The principal streets are now tolerably paved with granite brought from the islands above Buenos Ayres, especially from Martin Garcia. How the people got about before they were paved it is difficult to understand, for the streets must have been at times one continued slough; at least if one may judge from the state of those which are still unfinished, and which, after any continuance of wet weather, are nearly, if not entirely, impassable, even for people on horseback, much more so for carriages. I have seen in some of them the mire so deep that the oxen could not drag the country carts through it; and it not unfrequently happens, in such a case, that the animals themselves are unable to get out, and are left to die and rot in the swamp in the middle of the street.

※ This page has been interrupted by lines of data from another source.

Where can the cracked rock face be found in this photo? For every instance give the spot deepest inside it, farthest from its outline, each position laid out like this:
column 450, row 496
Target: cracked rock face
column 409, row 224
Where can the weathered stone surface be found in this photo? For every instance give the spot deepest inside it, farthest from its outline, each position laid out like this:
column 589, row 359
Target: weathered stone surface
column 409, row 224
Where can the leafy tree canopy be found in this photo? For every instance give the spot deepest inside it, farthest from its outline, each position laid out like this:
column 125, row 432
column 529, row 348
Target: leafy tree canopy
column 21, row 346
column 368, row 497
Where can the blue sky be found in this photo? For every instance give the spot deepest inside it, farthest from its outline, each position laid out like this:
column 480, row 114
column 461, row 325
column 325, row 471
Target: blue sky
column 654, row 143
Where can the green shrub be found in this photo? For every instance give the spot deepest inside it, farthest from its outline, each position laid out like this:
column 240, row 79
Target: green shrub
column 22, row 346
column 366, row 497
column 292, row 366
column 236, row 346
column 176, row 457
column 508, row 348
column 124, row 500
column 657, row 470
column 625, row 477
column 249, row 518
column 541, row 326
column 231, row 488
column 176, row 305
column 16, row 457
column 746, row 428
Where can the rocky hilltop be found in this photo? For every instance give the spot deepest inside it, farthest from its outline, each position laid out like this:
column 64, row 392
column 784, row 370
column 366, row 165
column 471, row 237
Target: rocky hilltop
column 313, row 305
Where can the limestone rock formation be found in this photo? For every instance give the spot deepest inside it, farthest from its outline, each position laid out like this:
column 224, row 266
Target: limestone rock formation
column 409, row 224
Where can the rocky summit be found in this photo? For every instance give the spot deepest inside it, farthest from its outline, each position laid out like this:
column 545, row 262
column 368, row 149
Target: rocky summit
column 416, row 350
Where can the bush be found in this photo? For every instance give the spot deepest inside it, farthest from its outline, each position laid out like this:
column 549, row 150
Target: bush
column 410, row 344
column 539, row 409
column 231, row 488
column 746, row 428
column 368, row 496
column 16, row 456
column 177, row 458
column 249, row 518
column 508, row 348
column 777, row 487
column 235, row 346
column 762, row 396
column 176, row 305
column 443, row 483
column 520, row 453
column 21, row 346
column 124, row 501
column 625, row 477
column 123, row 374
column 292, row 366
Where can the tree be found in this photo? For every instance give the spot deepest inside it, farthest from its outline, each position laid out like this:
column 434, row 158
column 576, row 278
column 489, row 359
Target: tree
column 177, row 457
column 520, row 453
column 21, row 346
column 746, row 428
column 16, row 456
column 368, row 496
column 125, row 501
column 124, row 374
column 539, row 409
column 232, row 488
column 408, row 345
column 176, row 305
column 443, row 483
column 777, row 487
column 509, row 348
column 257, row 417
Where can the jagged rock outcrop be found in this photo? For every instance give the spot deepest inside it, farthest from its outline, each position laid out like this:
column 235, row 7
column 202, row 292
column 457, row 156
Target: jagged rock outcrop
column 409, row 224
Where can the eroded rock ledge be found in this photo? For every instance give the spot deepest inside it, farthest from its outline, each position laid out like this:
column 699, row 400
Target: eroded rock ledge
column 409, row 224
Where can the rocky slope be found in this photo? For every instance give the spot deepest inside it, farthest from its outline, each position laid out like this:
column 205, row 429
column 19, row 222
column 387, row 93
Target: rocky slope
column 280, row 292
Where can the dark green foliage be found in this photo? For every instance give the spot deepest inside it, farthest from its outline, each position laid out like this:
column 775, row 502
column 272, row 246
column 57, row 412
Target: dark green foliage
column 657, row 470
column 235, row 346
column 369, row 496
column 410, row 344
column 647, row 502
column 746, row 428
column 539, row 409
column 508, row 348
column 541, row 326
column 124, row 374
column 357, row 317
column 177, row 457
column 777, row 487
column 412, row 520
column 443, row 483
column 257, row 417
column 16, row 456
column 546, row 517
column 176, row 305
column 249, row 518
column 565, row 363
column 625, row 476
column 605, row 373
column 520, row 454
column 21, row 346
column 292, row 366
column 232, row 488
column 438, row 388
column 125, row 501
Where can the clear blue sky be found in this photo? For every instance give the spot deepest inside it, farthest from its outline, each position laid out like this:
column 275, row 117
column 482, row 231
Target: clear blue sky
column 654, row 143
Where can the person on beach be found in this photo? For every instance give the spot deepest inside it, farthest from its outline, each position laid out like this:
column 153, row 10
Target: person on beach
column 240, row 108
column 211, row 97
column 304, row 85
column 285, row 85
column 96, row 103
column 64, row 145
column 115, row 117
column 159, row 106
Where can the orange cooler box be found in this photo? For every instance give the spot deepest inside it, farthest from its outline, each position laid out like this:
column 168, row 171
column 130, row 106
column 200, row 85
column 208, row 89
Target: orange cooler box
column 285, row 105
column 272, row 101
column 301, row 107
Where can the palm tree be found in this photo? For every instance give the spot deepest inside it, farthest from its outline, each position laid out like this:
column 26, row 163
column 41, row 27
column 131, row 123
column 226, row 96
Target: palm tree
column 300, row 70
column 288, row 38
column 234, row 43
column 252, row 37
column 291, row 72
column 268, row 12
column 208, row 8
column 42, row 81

It was a fair sample of the miserable economy and wretched policy of the colonial authorities, that a commercial city of such importance, and in which the traffic was daily increasing, should have been allowed so long to remain in such a state, with an inexhaustible supply of the best paving materials in the world within twenty or thirty miles of it, and of such easy water-carriage. The people however, were led to believe that the difficulties and impediments to such an improvement as the general paving of the city were next to insurmountable.
The Viceroy himself, the Marquis of Loreto, when the first notion of such a plan was started, gravely gave, amongst other reasons against it, the danger of the houses falling down from the shaking of their foundations, by the driving of heavy carts over a stone pavement so close to them, whilst another and still more weighty objection in his opinion was, the necessity it would entail upon the people to put iron tires to their cart-wheels, and to shoe their horses, which, he reminded them, would cost them more than the animals themselves. Fortunately, his immediate successors, Aredondo and Aviles, were not deterred by similar alarms. The former commenced the work with activity about the year 1795, with the aid of a subscription voluntarily raised by the inhabitants; and the latter carried it on to a much greater extent, levying a trifling duty upon the city for the purpose, which was readily submitted to, when, as the work advanced, the improvement became manifest. In later times, especially during the government of 1822-24, much more was done, and there are few of the principal streets which are not now more or less completed.
The granite is excellent, and was carefully examined in situ by Mr. Bevans, an English engineer, a few years ago, who reported that it was easy to be worked, and the supply inexhaustible. When the working of it is better understood by the natives, it will probably be brought into much more general use.